A week ago, despite the building heat of Barcelona, I made a pact to meet some friends for a country walk. We were long standing friends that had met in the city many years ago.
Duyen was the atypical Asian beauty who claimed to have an Italian soul for food, an artistic talent in crochet and a need to move with her new love to the Canadian mountains. Niki was the atypical Spanish goddess who’d spent the last month learning how to use a pendulum, working through her chakras and healing her life’s mission. She was now letting go of the past and stepping into pastures new with her creative dance and pilates business. Then there was me, the atypical Brit who refused to live with a title and was on a mission to lift my soul into my heart every day until the day I died.
It was a Thursday morning when the three of us set off by train, wrapped up and packed up with picnics of peaches and bottles of boiling coffee in the direction of Baixador.
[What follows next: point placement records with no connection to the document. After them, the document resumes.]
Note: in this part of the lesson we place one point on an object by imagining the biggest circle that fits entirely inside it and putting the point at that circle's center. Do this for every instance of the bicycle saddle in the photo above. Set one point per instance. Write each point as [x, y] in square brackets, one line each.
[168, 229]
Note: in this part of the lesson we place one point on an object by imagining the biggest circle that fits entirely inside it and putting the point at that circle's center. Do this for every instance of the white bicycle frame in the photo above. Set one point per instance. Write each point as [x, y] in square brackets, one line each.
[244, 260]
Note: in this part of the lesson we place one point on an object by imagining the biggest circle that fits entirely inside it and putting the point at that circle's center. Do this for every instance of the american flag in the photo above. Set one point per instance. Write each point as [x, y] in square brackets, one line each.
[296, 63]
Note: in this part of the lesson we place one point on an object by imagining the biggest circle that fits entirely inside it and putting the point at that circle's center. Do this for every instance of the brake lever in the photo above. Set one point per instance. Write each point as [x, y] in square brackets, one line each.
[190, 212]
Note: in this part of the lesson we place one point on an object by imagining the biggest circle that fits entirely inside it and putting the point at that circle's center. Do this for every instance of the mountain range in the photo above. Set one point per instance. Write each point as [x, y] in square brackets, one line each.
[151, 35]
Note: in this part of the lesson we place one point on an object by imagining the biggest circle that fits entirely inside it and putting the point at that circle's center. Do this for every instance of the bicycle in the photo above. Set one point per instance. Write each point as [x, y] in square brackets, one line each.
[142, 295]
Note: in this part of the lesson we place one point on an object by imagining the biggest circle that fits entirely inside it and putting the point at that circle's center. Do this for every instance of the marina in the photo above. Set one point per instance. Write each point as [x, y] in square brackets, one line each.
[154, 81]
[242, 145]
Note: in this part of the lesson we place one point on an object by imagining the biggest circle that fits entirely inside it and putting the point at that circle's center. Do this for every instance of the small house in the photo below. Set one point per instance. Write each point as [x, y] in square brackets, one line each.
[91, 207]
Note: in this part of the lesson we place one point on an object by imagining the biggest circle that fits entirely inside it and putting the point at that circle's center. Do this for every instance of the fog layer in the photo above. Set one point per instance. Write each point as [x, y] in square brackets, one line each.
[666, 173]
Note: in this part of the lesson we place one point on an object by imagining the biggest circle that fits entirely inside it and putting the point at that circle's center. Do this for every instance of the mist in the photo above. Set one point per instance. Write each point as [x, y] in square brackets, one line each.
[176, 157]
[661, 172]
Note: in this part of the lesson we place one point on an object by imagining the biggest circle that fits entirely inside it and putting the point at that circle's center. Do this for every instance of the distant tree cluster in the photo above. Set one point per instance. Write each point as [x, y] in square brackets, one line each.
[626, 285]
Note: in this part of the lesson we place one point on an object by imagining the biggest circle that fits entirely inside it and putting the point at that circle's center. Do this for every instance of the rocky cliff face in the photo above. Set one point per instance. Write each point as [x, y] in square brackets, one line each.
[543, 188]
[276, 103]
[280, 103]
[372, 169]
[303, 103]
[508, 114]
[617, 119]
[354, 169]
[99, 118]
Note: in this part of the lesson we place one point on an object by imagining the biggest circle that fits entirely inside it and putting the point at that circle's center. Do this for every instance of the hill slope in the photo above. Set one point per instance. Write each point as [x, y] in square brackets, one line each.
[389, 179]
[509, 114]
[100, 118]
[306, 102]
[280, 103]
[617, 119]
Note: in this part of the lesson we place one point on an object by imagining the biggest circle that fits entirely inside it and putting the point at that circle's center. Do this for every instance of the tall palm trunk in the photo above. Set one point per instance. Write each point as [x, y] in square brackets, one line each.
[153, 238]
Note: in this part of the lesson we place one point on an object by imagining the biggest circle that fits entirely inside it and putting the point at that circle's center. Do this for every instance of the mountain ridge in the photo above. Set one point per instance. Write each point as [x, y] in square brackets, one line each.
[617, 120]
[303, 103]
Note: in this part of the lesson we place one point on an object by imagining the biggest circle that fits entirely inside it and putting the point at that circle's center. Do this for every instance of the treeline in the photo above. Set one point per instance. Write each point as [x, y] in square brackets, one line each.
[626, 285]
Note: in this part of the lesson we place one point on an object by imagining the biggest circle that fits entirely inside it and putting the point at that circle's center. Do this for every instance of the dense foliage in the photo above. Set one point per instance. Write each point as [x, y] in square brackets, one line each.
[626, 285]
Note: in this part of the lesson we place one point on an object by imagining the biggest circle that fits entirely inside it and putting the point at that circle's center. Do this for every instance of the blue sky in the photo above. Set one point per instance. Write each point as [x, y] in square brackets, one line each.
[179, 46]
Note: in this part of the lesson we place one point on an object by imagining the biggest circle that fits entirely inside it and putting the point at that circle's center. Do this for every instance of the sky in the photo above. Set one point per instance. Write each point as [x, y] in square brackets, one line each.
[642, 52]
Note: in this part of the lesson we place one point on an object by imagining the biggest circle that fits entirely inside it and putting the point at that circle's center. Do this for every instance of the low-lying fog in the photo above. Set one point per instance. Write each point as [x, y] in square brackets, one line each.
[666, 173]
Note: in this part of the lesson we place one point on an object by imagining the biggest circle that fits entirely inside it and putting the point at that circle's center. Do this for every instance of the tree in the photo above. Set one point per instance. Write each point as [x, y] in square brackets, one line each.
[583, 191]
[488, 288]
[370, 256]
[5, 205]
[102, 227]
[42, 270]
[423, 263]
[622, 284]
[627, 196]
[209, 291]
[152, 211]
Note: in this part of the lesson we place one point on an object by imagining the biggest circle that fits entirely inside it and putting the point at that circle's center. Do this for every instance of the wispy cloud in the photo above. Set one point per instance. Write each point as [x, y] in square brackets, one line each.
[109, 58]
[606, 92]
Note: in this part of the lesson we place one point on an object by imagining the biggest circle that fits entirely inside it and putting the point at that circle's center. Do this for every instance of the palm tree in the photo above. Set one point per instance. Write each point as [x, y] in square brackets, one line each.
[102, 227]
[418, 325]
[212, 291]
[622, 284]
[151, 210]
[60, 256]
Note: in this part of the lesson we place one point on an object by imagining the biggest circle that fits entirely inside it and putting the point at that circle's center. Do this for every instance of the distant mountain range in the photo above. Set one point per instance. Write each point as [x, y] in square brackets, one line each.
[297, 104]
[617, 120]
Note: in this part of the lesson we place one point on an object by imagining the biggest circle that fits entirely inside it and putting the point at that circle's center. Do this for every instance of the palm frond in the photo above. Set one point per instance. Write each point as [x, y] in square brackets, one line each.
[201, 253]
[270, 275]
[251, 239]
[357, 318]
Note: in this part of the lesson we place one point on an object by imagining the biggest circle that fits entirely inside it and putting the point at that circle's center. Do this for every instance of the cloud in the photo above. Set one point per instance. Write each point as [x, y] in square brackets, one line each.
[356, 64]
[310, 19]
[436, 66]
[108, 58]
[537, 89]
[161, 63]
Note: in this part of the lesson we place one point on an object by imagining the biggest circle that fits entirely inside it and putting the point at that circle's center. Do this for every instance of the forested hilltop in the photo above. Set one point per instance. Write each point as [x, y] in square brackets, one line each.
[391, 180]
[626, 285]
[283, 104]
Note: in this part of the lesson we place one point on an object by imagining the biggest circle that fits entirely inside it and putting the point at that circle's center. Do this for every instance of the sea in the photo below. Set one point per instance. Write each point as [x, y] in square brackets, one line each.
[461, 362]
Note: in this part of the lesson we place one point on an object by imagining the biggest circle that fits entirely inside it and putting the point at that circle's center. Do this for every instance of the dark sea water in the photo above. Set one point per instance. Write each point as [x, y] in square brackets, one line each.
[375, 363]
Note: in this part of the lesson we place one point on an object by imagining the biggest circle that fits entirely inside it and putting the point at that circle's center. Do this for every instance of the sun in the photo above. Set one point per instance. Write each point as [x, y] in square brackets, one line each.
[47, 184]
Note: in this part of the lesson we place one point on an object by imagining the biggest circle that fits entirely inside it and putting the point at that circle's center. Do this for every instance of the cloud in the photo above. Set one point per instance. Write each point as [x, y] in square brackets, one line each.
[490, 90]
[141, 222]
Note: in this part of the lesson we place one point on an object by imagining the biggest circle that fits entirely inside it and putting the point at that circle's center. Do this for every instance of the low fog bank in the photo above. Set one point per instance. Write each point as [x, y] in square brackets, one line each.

“I feel ever so nostalgic.” I told the girls as we began our trek over to the beautiful hippy village of La Floresta. It was our final meeting before the three of us went our separate ways and started something new in our lives.
“But it’s a wonderful way to spend our last meeting.” Duyen piped up as the ever enlightened masterful one who had a flair for letting go and living without fear.
I couldn’t help but feel a knot in my stomach and an emotion pouring through my mind at the thought of our future long distance friendship. It was a pattern I held in my soul as the one that wanted to carry everyone around with me as precious stones, stamped around my neck.
“You know, it feels cruel if somewhat romantic moving through life in the way we do. It feels all encompassing and lonely at the same time.” I added with the knot growing at the thought of life’s state of impermanence.
“Let’s take it as an opportunity to stay present and connect to the infinite.” Niki added with a soft and comforting touch.
As we walked the dust paths and met with new horizons along the way, I pondered the meaning of this moment, my friendships, my life and the pastures new we were about to step into.
“Can we take a rest ladies?” I asked as I yearned for my coffee flask.
We sat down in a spot facing a little lake and decided to do a short meditation on the topic of newness. I closed my eyes, sat upright and began to breathe with focus. My stomach loosened and so did my mind. Before long it took on a state of oneness and none ness. What was it that I was observing as I opened my mind and found two precious ladies sitting besides me drinking coffee and eating peaches? I couldn’t explain the feeling but it felt like some sort of mystical dream. I was both present and not. I was both in and out. I was both women and both peaches. I was merely but as aspect of the scene in front of my mind’s eye. Every breath was new. Every movement too. Newness was inevitable, however great or small it felt in our lives.
“I feel so much love for you both.” I said with the wind. Duyen and Niki smiled across at me. I sat with the moment as I thanked the great one for bringing them to me. Then they gave me a hug before we continued on with our trek.
Now, as I find myself at home, alone, writing out my reflections, I sit with what was. The day was glorious and an enriching experience in its grandest form. It was perfectly orchestrate, perfectly performed and perfectly adored with the beauty of love and gratitude.
It was for that, that I celebrate newness now as I celebrate my friends and their new encounters, their new lovers and their new endeavours.